Kepsek SMPN 11 Cilegon Tanggapi Polemik Jalur Domisili SPMB 2025, Sebut Sudah Sesuai Sistem

 

CILEGON – Kepala Sekolah SMP Negeri 11 Kota Cilegon, Muhatta, menanggapi kritik terkait sistem Penerimaan Peserta Didik Baru (PPDB) atau SPMB 2025, khususnya jalur domisili yang dinilai tidak tepat sasaran.

Ia menyebut proses tersebut sudah berjalan sesuai dengan sistem yang berlaku.

“Ya, itulah yang dinamakan sistem By System basis domisili. Jalur domisili itu sudah ada aturannya, termasuk keterkaitan dengan nilai. Jadi memang itu bagian dari sistem yang berjalan,” ujar Muhatta saat dihubungi melalui sambungan telepon, Senin (30/6/2025).

Menurutnya, banyak masyarakat yang belum sepenuhnya memahami mekanisme zonasi dalam PPDB, sehingga muncul anggapan bahwa jalur domisili tidak tepat sasaran.
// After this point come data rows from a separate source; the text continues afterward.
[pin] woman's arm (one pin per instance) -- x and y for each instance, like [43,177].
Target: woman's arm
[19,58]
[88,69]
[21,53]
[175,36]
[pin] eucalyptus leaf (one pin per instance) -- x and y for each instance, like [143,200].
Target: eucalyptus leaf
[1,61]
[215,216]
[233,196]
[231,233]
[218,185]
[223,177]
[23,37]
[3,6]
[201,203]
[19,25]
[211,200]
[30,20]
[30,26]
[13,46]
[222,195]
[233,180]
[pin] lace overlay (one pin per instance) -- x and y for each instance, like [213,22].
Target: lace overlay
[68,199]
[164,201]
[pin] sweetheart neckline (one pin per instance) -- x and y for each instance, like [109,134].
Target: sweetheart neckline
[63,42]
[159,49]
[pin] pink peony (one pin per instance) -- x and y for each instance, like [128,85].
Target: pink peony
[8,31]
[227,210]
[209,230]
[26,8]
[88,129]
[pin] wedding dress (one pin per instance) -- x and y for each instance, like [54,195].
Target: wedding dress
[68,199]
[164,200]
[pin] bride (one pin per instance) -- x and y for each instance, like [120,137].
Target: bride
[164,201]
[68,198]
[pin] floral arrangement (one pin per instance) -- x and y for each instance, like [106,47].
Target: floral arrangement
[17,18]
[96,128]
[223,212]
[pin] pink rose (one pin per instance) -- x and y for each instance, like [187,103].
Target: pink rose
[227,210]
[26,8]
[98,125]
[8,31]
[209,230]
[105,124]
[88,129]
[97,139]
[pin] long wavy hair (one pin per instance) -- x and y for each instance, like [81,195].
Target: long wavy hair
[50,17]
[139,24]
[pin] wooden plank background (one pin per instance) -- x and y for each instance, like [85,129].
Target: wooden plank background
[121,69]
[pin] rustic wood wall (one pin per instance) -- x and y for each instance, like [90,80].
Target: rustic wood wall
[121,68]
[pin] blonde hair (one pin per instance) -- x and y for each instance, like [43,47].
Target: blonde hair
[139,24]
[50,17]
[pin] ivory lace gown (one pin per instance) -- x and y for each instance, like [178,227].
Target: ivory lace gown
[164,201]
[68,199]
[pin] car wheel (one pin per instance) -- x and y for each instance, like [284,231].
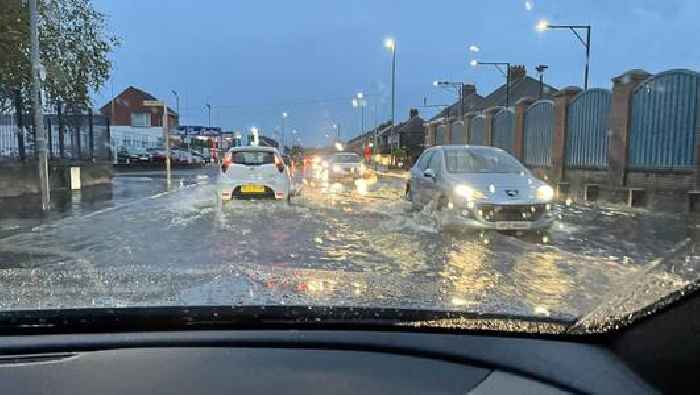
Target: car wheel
[440,214]
[411,198]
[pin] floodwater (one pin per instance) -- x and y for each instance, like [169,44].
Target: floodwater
[143,244]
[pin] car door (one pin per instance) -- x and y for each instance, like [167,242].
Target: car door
[431,188]
[420,182]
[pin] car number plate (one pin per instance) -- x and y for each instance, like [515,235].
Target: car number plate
[513,225]
[252,188]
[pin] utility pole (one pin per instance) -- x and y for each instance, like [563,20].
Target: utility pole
[540,70]
[166,133]
[209,109]
[40,132]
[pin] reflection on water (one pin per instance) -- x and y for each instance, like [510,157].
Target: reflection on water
[178,246]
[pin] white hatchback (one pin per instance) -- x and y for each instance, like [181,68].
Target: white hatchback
[254,173]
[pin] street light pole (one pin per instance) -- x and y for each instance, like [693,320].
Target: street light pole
[284,125]
[42,154]
[544,25]
[391,44]
[209,109]
[506,74]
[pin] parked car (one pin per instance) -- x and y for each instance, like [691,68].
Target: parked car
[254,173]
[480,187]
[197,158]
[157,154]
[132,156]
[345,166]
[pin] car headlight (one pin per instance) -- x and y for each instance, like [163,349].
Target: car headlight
[545,192]
[468,192]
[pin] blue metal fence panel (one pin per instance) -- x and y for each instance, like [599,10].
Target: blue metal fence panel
[477,132]
[441,135]
[664,114]
[539,123]
[504,130]
[458,133]
[587,130]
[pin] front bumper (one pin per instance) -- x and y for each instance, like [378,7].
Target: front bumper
[272,191]
[474,219]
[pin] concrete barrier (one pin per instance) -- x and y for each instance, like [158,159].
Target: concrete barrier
[20,178]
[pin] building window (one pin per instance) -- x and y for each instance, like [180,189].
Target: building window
[141,119]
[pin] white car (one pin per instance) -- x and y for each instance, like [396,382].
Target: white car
[254,173]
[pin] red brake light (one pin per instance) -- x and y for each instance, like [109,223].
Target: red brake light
[279,164]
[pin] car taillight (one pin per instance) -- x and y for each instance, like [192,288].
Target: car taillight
[279,164]
[227,161]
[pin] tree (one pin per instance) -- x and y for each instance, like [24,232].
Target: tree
[75,46]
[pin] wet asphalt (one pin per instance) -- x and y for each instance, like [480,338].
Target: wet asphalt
[142,243]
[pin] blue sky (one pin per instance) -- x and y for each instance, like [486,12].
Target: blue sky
[253,60]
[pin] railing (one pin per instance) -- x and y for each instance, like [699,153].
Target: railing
[81,136]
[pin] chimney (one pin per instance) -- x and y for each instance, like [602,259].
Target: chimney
[517,72]
[468,90]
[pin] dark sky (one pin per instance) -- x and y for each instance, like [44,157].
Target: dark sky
[253,60]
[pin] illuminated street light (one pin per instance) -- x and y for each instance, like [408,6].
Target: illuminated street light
[543,25]
[390,44]
[475,63]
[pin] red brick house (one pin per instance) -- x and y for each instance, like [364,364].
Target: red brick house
[129,110]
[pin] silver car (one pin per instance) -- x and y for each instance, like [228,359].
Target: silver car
[480,187]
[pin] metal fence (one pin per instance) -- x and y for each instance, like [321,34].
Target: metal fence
[441,135]
[458,133]
[539,122]
[77,136]
[664,121]
[477,130]
[503,130]
[587,130]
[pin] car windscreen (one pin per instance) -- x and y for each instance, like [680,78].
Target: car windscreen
[253,157]
[481,161]
[346,158]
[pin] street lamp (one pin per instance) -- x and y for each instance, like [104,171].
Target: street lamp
[284,125]
[177,104]
[359,102]
[208,106]
[390,44]
[475,63]
[459,87]
[543,25]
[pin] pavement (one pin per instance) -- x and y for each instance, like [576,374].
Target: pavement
[150,244]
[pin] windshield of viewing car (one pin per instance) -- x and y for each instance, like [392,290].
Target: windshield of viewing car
[481,161]
[300,135]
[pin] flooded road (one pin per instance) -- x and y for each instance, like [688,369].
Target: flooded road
[152,245]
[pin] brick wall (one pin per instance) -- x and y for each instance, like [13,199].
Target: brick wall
[131,101]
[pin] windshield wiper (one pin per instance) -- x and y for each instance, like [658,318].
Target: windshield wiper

“Mungkin karena belum semua masyarakat tersosialisasi dengan baik oleh pihak pemerintah. Itu juga yang jadi perhatian kami,” katanya.

Muhatta, yang juga menjabat sebagai Pelaksana Tugas (Plt) Kepala SMPN 5 Kota Cilegon, menambahkan bahwa pihak sekolah turut menjadikan situasi ini sebagai bahan evaluasi.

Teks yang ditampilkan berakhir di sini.